Menurut para peneliti yang diwawancarai PBS NewsHour, saat tubuh lelah, kadar karbon dioksida dapat meningkat dan memicu sinyal tertentu di otak yang mendorong seseorang untuk menguap. Fenomena ini diduga berkaitan dengan mekanisme bernama social mirroring, yaitu kecenderungan otak untuk meniru tindakan orang lain secara tidak sadar. Respons serupa juga terjadi saat seseorang ikut tertawa, ikut menggaruk, atau otomatis tersenyum setelah melihat orang lain melakukannya. Dalam penelitian yang dikutip Psychology Today, sekitar 40 persen hingga 60 persen orang cenderung mengalami contagious yawning setelah melihat, mendengar, atau bahkan hanya memikirkan orang lain yang sedang menguap.
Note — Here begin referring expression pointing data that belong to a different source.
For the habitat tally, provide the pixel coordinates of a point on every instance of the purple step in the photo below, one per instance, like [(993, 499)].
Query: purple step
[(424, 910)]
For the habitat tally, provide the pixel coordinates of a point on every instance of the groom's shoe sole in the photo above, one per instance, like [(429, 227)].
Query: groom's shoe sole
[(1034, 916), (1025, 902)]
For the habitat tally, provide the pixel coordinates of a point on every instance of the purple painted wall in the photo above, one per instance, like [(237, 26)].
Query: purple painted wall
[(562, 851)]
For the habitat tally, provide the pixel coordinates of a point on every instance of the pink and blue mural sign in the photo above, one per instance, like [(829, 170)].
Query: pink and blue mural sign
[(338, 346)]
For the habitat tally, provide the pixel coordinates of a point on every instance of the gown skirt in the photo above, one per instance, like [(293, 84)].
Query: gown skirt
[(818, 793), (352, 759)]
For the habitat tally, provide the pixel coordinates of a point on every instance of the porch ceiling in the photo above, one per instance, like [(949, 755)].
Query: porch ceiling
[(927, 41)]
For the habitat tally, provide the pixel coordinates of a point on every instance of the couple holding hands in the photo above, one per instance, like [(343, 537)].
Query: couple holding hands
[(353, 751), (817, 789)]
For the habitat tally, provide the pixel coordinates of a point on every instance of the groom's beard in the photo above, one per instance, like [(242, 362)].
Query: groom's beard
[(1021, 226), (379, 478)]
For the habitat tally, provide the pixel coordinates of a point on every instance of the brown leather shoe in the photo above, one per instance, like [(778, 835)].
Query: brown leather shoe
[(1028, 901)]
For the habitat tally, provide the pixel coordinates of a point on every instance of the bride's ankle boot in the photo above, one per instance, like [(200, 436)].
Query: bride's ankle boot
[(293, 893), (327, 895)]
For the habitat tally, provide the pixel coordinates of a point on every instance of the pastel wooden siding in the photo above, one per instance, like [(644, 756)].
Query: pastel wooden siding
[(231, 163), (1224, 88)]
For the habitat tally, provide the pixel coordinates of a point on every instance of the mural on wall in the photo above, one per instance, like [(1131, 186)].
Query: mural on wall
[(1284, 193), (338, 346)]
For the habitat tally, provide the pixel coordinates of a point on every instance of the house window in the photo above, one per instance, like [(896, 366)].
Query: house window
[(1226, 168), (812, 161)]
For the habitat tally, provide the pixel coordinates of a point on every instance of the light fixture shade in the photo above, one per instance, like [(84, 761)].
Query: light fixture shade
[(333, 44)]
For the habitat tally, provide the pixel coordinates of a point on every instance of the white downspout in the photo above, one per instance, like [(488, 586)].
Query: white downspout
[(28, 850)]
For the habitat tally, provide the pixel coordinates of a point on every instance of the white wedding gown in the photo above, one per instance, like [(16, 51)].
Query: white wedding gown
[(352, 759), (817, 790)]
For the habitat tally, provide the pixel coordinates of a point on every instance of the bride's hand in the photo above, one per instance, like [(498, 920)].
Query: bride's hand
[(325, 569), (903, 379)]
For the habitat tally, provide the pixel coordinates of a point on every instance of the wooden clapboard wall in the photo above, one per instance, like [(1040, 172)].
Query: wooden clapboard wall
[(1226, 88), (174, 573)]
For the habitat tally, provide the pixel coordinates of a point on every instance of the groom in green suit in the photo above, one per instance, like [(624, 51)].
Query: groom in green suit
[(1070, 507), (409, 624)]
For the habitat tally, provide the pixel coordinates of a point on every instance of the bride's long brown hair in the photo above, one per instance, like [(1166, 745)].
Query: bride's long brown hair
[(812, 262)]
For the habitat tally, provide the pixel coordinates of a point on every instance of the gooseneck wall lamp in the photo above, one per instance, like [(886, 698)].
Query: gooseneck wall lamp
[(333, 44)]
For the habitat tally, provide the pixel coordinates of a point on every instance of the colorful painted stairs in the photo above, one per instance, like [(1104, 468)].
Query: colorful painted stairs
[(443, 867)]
Temuan tersebut melahirkan teori bahwa contagious yawning mungkin berkaitan dengan empati, yaitu kemampuan seseorang untuk memahami dan merasakan apa yang dialami orang lain. Secara sederhana, otak bisa saja sedang membangun respons sosial tanpa kita sadari. Penelitian lain juga menemukan bahwa anak-anak umumnya baru mulai menunjukkan respons menguap menular pada usia tertentu. Meski begitu, temuan-temuan tersebut menunjukkan bahwa tindakan sesederhana menguap memiliki kaitan kompleks dengan mekanisme otak dan hubungan sosial manusia.
Tags:
Bagikan: Silakan bagikan artikel ini, harap sertakan sumber "Portal Berita Terkini Indonesia"。http://singaporeindustryscholarship.sg/html/6sflph8ff.html
Artikel Terkait
Rain Ring Bell Dinanti 4 Juta Penonton, Yang Yang Bintangi
TeknologiYang Yang berpasangan dengan aktris muda Zhang Ruonan dalam proyek drama terbarunya, dan kombinasi dua bintang populer itu langsung mencuri perhatian publik bahkan sebelum drama ini resmi tayang. Drama Rain Ring Bell dijadwalkan tayang perdana pada Rabu, 13 Mei 2026 melalui platform Disney+ dan Youku....
Baca SelengkapnyaIHSG Terancam Anjlok Imbas Pelemahan Rupiah
TeknologiNilai tukar rupiah sempat menyentuh level Rp17. 600 per dolar AS sebelum kembali menguat tipis ke posisi Rp17....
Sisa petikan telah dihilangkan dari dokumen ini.